Ação conjunta flagra táxis e apps com licenciamento vencido e balanças de bagagem com erro de até 850g acima do permitido

Uma força-tarefa coordenada pela Secretaria de Estado de Defesa do Consumidor (Sedcon), com apoio do Procon-RJ, Detran e Instituto de Pesos e Medidas (Ipem), interditou 13 veículos durante fiscalização realizada nesta terça-feira (29) no entorno do Aeroporto Internacional do Galeão. A ação, batizada de Operação Fim de Férias, teve como foco a verificação da qualidade dos serviços oferecidos a turistas e passageiros que circulam pela região.

Entre os veículos interditados estão nove automóveis utilizados por motoristas de aplicativo e quatro táxis. As principais irregularidades identificadas incluíram pneus carecas, ausência de inspeção veicular obrigatória, licenciamento vencido desde 2022 e danos estruturais, como paralamas quebrados com partes cortantes expostas. Um dos casos mais graves foi o de um taxista flagrado dirigindo com a Carteira Nacional de Habilitação (CNH) suspensa.

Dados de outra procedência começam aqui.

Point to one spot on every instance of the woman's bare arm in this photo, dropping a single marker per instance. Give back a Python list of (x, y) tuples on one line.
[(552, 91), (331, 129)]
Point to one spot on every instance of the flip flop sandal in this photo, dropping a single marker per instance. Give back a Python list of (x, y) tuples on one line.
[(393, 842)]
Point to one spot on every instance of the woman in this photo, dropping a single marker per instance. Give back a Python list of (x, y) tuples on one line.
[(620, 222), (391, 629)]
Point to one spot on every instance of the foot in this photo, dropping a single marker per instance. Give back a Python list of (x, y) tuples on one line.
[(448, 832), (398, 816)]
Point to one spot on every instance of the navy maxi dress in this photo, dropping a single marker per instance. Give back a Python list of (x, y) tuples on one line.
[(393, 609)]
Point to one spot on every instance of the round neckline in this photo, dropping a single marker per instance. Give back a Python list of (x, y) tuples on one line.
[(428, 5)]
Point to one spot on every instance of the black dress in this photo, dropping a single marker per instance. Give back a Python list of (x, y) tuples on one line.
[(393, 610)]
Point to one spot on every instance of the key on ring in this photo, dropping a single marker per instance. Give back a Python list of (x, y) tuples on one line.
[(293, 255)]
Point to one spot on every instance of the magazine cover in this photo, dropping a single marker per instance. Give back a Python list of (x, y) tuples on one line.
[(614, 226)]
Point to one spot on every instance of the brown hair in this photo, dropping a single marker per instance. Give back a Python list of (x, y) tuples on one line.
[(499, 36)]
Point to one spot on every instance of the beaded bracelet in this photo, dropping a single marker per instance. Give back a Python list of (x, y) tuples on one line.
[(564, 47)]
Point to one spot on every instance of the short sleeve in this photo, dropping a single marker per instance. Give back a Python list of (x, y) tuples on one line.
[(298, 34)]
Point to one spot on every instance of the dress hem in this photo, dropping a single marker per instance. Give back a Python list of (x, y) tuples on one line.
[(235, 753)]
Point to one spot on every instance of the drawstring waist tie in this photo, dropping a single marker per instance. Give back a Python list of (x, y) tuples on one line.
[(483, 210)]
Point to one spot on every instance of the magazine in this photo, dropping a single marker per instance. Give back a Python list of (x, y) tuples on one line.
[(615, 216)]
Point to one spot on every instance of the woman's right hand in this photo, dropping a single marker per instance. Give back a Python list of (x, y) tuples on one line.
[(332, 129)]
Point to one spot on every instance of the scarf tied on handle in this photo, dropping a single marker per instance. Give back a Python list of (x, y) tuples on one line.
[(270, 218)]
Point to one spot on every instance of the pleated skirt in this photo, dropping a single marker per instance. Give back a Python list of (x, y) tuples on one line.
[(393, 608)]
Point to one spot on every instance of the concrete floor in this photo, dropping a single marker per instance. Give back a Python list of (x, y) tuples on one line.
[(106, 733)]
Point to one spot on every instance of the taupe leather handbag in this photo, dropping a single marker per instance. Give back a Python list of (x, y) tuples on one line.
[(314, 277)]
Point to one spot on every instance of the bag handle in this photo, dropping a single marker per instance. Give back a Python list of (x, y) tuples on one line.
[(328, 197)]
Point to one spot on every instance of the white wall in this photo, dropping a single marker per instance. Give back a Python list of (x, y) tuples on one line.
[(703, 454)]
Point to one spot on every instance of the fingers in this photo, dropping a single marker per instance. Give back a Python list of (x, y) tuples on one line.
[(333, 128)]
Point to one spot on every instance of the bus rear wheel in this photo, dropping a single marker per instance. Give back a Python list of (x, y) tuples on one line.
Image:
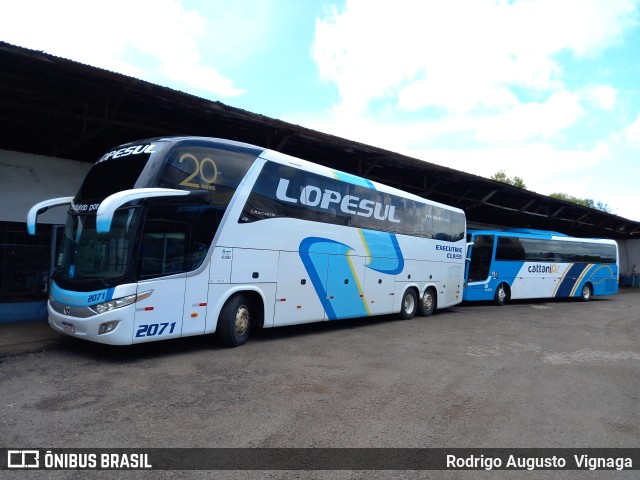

Restaurantes também apresentaram falhas

Além do transporte, os agentes fiscalizaram restaurantes dentro do aeroporto. Sete estabelecimentos foram autuados por problemas estruturais, incluindo pisos e ralos quebrados e prateleiras enferrujadas em freezers. Também foram registradas falhas no cumprimento da legislação de proteção ao consumidor.

Entre as obrigações descumpridas estavam a ausência de cartazes obrigatórios que informam sobre a disponibilidade de água potável gratuita, a proibição da venda de bebidas alcoólicas a menores de idade e os canais de denúncia para casos de violência contra a mulher.

Balanças com erro acima do permitido preocupam autoridades

Durante a operação, dois equipamentos de pesagem de bagagens também foram autuados por apresentarem erro acima do limite legal permitido. De acordo com os fiscais, as balanças registraram variações de até 850g acima do tolerado, o que pode gerar cobranças indevidas aos passageiros.

— É estipulado um peso máximo que os turistas podem carregar em suas bagagens. Se a balança está desregulada, o consumidor pode acabar pagando taxas extras injustamente —, afirmou o secretário de Defesa do Consumidor, Gutemberg Fonseca.

Setor turístico depende da regularidade dos serviços, diz secretário

O titular da Sedcon reforçou a importância da fiscalização como instrumento de proteção ao consumidor e de valorização do turismo no estado. Ele destacou que o cumprimento das normas deve ser prioridade para todos os envolvidos na cadeia de serviços turísticos.

— O turismo é uma atividade econômica vital para o Rio de Janeiro. Para aprimorar os serviços, é essencial que aeroportos e estabelecimentos sigam rigorosamente as normas de defesa do consumidor —, concluiu Gutemberg Fonseca.